Nurse to patient ratio below third world standards – PS Health Ministry
- Situation warrants increase in training
“The ratio of nurse to patients in the local public health system is low, even by third world standards,” said Permanent Secretary within the Health Ministry, Mr Hydar Ally.
For this reason, he said that the Ministry saw it fit to train close to 1,000 nurses this year. This figure marked the largest single training in the history of nursing locally.
“It is not because we want to mass produce and pass nurses through a conveyor belt to make the numbers look good. But we recognise as a Ministry that there is a shortage of nurses in the profession; the ratio of nurses to patients is low, even by third world standards , therefore we felt that we have to deal with it.”
The Permanent Secretary’s remarks were forthcoming at the recent graduation ceremony of the Georgetown School of Nurses which saw close to 200 nurses graduating.
Ally said a critical mass approach was embraced, thereby moving away from the usual 50 and 60 graduates that are produced on an annual basis.
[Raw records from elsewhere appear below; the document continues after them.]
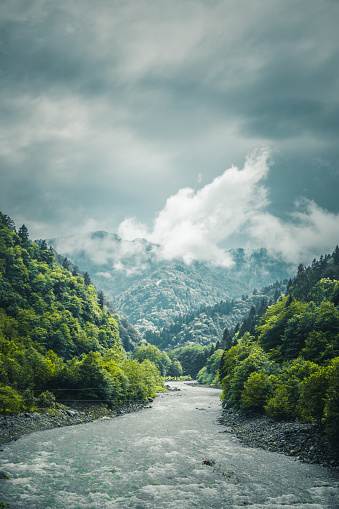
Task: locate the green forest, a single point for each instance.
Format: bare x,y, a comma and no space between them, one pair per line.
58,341
285,363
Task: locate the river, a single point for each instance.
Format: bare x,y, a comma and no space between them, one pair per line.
172,455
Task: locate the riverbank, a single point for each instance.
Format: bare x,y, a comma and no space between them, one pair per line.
303,441
12,427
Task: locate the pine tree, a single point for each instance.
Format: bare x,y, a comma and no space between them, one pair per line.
87,279
226,339
101,299
23,233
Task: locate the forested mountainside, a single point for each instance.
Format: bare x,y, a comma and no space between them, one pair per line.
152,292
57,338
130,337
287,364
207,324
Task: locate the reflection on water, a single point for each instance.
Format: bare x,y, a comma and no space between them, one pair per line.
169,456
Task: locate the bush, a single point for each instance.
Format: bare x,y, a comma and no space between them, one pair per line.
332,405
283,403
257,390
46,399
10,400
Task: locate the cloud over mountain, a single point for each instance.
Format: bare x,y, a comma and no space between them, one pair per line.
198,225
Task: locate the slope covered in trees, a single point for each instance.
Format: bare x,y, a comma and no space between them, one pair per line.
57,338
152,292
288,365
204,325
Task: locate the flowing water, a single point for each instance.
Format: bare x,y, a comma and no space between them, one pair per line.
173,455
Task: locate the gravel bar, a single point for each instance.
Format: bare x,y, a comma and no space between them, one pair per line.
304,441
12,427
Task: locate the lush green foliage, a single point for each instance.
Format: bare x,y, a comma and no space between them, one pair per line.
204,325
288,367
152,353
191,358
209,374
57,339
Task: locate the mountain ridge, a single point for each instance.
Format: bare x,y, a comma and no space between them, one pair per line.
151,291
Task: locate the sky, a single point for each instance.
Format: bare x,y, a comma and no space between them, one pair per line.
201,125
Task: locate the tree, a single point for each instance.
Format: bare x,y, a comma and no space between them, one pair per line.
87,279
23,233
101,299
226,339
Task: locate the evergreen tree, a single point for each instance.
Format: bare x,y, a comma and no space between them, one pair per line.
23,233
87,279
101,299
226,339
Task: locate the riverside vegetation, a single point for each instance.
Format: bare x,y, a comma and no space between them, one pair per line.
62,341
285,364
58,342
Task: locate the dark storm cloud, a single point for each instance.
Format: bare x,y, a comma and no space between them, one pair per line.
108,108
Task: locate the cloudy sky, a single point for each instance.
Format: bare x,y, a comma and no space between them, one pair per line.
198,124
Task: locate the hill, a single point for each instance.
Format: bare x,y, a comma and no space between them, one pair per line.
287,365
57,338
152,292
207,324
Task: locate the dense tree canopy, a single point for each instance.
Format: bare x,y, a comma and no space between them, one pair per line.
57,338
287,365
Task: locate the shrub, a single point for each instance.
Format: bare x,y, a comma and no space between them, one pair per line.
257,390
10,400
332,405
46,399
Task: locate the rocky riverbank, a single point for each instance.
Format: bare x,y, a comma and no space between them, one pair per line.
303,441
13,427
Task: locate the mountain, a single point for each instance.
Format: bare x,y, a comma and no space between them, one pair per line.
57,338
152,292
207,324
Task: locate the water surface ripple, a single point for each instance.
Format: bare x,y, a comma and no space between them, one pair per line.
155,459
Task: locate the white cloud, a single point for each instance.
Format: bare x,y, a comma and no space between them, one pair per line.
193,225
310,232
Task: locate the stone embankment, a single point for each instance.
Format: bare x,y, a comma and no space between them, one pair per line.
13,427
303,441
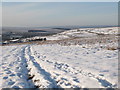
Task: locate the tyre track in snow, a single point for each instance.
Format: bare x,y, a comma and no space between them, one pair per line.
66,68
37,74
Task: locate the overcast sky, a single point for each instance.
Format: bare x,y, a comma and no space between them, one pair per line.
39,14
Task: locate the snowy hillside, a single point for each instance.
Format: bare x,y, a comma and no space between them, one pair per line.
61,66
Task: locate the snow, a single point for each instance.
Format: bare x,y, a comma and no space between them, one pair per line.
58,66
63,66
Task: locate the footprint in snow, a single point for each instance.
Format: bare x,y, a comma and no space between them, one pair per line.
5,77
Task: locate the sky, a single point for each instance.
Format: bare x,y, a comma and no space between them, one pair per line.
44,14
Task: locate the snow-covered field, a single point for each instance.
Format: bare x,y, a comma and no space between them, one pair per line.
57,66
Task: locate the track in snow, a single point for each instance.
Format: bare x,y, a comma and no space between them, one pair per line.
43,79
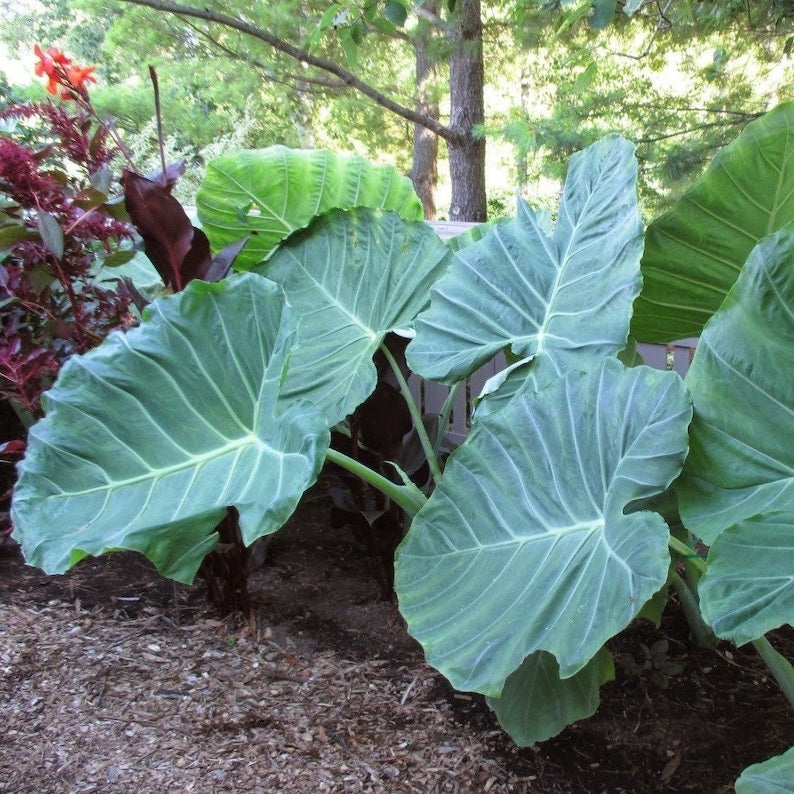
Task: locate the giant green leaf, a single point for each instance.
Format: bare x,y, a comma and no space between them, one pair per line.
526,545
149,437
553,299
775,776
352,277
748,587
537,704
269,193
741,461
737,488
694,252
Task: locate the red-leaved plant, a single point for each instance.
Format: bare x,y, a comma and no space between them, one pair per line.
60,227
57,229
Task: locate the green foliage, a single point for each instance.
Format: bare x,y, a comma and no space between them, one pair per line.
536,542
269,193
771,777
228,446
694,252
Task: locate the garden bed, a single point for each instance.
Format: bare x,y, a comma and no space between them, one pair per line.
113,679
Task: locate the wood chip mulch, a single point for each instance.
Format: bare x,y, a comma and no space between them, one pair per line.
99,702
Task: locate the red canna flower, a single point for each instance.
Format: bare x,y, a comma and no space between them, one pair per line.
64,77
78,75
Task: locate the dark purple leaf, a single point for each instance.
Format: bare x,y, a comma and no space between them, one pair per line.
170,241
137,299
198,259
51,232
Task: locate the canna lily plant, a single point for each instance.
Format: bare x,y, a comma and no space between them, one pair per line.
555,524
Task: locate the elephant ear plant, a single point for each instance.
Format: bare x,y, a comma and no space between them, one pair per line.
531,546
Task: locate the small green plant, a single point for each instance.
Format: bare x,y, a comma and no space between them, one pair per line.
654,663
555,524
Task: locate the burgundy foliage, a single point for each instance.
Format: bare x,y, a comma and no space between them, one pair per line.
56,228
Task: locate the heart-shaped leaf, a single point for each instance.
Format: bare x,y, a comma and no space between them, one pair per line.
526,545
748,588
270,193
554,300
694,252
736,489
537,704
770,777
149,437
352,277
742,438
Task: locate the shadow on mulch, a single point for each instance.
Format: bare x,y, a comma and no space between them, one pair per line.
680,720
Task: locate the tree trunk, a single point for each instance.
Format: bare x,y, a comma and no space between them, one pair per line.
467,109
424,173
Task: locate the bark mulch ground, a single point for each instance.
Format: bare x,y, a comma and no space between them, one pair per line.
113,679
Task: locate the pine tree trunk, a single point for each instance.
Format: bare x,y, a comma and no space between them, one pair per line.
467,109
424,173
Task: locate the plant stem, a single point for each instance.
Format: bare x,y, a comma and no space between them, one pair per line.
778,665
159,118
443,417
701,631
687,553
416,416
409,498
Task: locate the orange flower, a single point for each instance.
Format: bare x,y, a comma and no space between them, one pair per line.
78,75
63,76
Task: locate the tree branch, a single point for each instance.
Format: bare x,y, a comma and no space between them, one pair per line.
348,78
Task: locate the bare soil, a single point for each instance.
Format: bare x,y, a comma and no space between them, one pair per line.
113,679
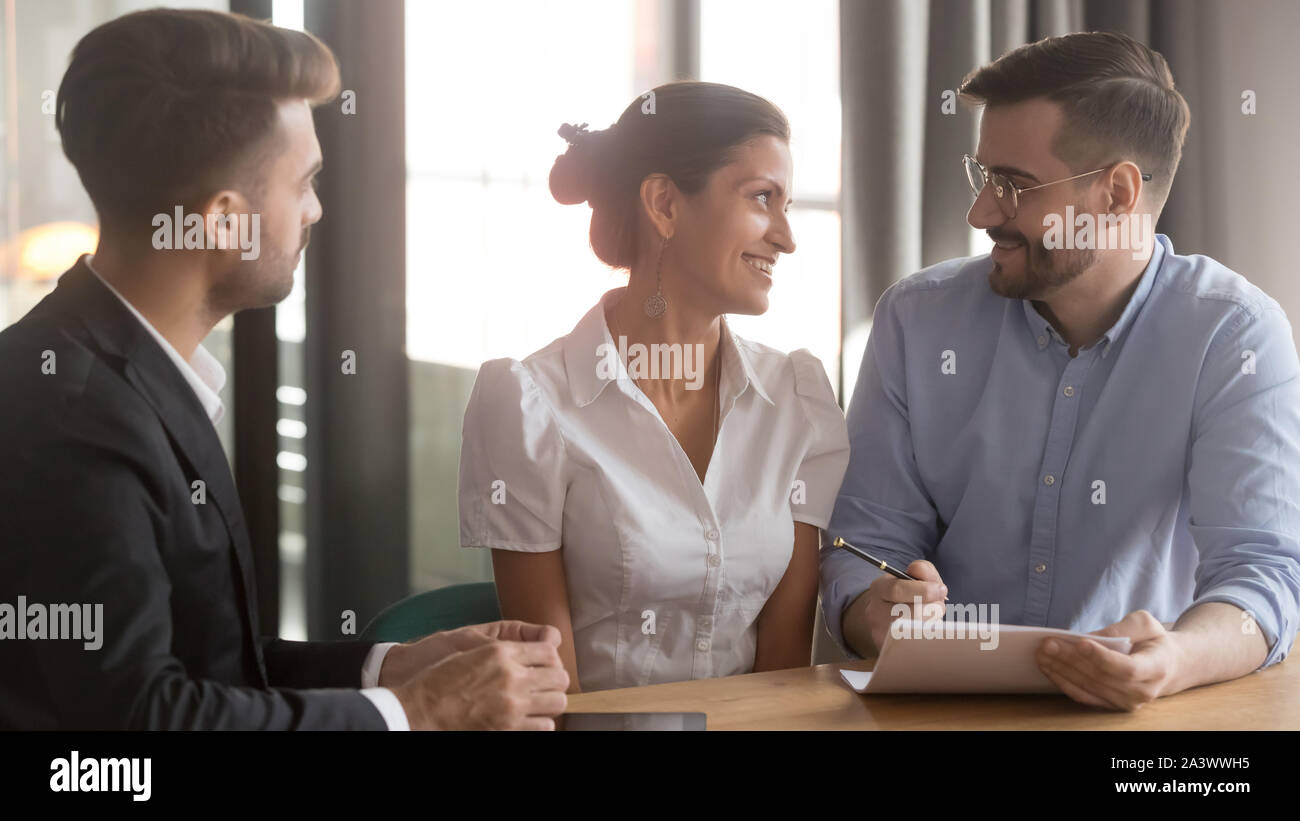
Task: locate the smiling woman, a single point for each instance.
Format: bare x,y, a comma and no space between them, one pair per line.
632,511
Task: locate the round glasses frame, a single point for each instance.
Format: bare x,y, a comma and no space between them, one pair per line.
1006,194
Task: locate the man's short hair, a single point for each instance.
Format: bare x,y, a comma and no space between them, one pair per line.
165,107
1117,95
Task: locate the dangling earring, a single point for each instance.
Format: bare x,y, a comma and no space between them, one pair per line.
655,304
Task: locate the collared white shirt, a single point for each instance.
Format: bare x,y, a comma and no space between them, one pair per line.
207,377
666,574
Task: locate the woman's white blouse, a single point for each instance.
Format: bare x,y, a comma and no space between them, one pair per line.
666,576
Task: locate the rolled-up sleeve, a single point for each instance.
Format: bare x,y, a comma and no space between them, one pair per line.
1244,477
511,464
883,504
827,456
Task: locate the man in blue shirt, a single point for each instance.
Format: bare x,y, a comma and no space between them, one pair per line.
1090,437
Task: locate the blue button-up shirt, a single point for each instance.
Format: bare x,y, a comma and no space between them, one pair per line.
1156,469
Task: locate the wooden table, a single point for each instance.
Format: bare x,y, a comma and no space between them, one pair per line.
818,699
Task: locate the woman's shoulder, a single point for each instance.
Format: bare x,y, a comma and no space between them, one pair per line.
794,373
538,373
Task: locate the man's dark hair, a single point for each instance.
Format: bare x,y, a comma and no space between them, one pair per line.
1117,95
165,107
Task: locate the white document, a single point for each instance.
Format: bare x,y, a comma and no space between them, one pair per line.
967,657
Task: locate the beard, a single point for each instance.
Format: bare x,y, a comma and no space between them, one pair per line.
261,282
1044,270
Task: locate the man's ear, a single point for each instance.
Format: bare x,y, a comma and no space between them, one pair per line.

“We realised we have to deal with it in the hundreds and this is the reason why a decision was taken by the administration that we have to increase the numbers and try to see what we can do even in the face of the challenges to have the programme continue.”
According to Ally it is recognised that much more must be done, adding that to an extent the Ministry is already doing much within the limitations of available resources. He added that as part of this effort the Ministry has started to look at the whole question of the expansion of the Georgetown School of Nursing.
Ally said that at the moment works are ongoing, stating that during a recent visit at the school “I was told by the contractor that before the year is out works will be completed and there will be additional and better classroom space in terms of ventilation, bathroom and clinical facilities..We hope that other issues will be addressed soon enough too.”
Further, he revealed that efforts are being made to look at the question of tutors even as he acknowledged that concerns have been heard about the difficulties being experienced by the school with respect to part-time tutors.
As such, he said that the Ministry is currently seeking to retain more full-time tutors. According to him, the Ministry is in discussion with the University of Guyana to make some amendments to its curriculum, a move which could enable the Ministry to retain more people from the university with multi-dimensional abilities and skills. And the Nursing School is expected to benefit from this arrangement in the next academic year.
The Ministry, he disclosed, too, is also working in collaboration with some international entities, particularly the Pan American Health Organisation, to bring the curriculum of the nursing school to a level that is in accordance with international standards and practices.
“It is important that we constantly look for ways to make the curriculum more relevant to the changing needs and environment. We all know that we live in a world that is changing rapidly and we cannot continue to exist on materials of the past; we have to constantly change.”